The Siege of Pleasure
It turns out that maybe Jenny has a little more to her than we thought. Well kind of. Turns out she has an inner life and a lot more going on than Bob would eve have known, but that’s because she wouldn’t let him in. It’s funny then to turn in this second book to Jenny as primary focus. And that’s not to say that Jenny is the hero of this book. It’s more complicated than that. It’s also important to know that she neither comes across very well, nor totally depraved. Jenny is not a good person, and you know that within the first few sentences of this book. She let Bob spend his money, took it willingly, but what else could she do? He convinced himself that they were in love, mostly because he would say I love you and she would demure and say sure, I love you too. He kept wanting to marry her, but how many marriage proposals must she get in a week? And in the third book, we will see that these books do not like the ways in which men put pressure on women, whether they’re paying for it or not. But, here Jenny gets involved in a number of different crazy events and it culminates in something that is objectively awful, and subjectively so blithely lessened and ignored it becomes something like comedy.
Jenny is a whirlwind of internal and external chaos. She’s like a feral cat whose connection human society is tenuous at best. And we see all this by the end.
The Plains of Cement
In this final novel, we return to the bar, The Midnight Bell, but we don’t check in on Bob. Instead, we get Ella, the lovely barmaid, who for some reason loves Bob to death. In the early section of the novel, she is goaded by a customer, a nice enough older man, into going to the theater with him on her day off. He’s already bought the tickets, he knows it’s her day off, and even Bob gets in on saying “What’s the big deal?” But we know what the big deal is. It’s funny how 80 years later this kind of pressure of male customers asking out the female waitstaff/bartenders etc is still a conversation we have a lot.

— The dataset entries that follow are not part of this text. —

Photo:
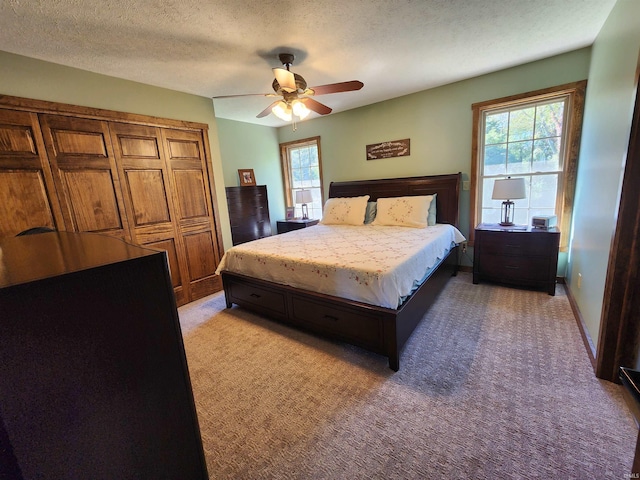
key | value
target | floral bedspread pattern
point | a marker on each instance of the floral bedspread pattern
(378, 265)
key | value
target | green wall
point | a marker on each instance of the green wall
(244, 145)
(30, 78)
(605, 139)
(438, 122)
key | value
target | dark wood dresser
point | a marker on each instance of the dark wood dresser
(521, 256)
(93, 374)
(285, 226)
(248, 213)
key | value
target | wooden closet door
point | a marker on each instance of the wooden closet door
(85, 174)
(27, 191)
(189, 179)
(146, 191)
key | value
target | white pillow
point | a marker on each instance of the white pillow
(403, 211)
(344, 211)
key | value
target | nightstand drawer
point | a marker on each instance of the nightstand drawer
(517, 256)
(510, 268)
(517, 244)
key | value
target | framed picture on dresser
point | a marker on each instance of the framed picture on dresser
(247, 177)
(291, 211)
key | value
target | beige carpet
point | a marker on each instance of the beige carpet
(494, 384)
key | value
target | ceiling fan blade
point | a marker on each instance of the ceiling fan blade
(286, 79)
(316, 106)
(336, 88)
(247, 95)
(267, 110)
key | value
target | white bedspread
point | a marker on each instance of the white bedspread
(378, 265)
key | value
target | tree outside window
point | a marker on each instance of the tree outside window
(302, 170)
(534, 136)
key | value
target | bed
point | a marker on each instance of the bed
(380, 329)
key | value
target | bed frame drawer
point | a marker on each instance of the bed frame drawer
(261, 299)
(338, 322)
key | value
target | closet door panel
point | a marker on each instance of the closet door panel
(147, 192)
(27, 192)
(186, 161)
(85, 173)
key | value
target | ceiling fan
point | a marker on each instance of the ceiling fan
(296, 101)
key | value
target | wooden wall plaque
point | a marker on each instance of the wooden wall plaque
(394, 148)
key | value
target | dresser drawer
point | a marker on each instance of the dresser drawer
(518, 244)
(509, 268)
(524, 257)
(338, 321)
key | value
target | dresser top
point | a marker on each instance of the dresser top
(35, 257)
(496, 227)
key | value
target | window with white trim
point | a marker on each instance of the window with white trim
(302, 170)
(532, 136)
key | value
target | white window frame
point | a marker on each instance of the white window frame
(315, 208)
(572, 125)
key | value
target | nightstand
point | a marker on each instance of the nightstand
(517, 255)
(285, 226)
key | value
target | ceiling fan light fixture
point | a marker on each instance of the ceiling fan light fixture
(282, 111)
(300, 110)
(286, 79)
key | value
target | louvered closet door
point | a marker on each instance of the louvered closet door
(85, 173)
(192, 196)
(27, 192)
(144, 178)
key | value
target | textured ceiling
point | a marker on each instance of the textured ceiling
(224, 47)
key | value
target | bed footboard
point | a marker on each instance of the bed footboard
(377, 329)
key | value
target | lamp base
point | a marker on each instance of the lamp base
(507, 214)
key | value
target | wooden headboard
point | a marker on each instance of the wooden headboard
(446, 186)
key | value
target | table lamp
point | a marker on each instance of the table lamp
(304, 197)
(508, 189)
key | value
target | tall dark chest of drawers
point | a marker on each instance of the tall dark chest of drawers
(248, 213)
(525, 257)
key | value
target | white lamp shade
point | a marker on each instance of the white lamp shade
(303, 196)
(509, 189)
(282, 111)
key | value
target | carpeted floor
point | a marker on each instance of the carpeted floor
(495, 383)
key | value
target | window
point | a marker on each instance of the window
(302, 170)
(534, 136)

As the novel progresses Ella’s inability to say no for fear of being disliked as well as how she takes to the actual theater performance becomes more and more troublesome as Mr. Eccles seeps his way into her life more. It’s not that he’s vile or anything, but she keeps finding it harder and harder to come up with clear reasons she shouldn’t, despite their age, despite their difference in class and education. She feels stuck.
Among all that of course is her love, or whatever she feels for Bob, who completely ignores her. As she has confront all these things, there’s a since of fear and pressure building up.
This is a good strong novel because her choices do not leave her with any of the options she truly can fathom or stomach, so she has to figure something out. It could end way worse, that’s for sure.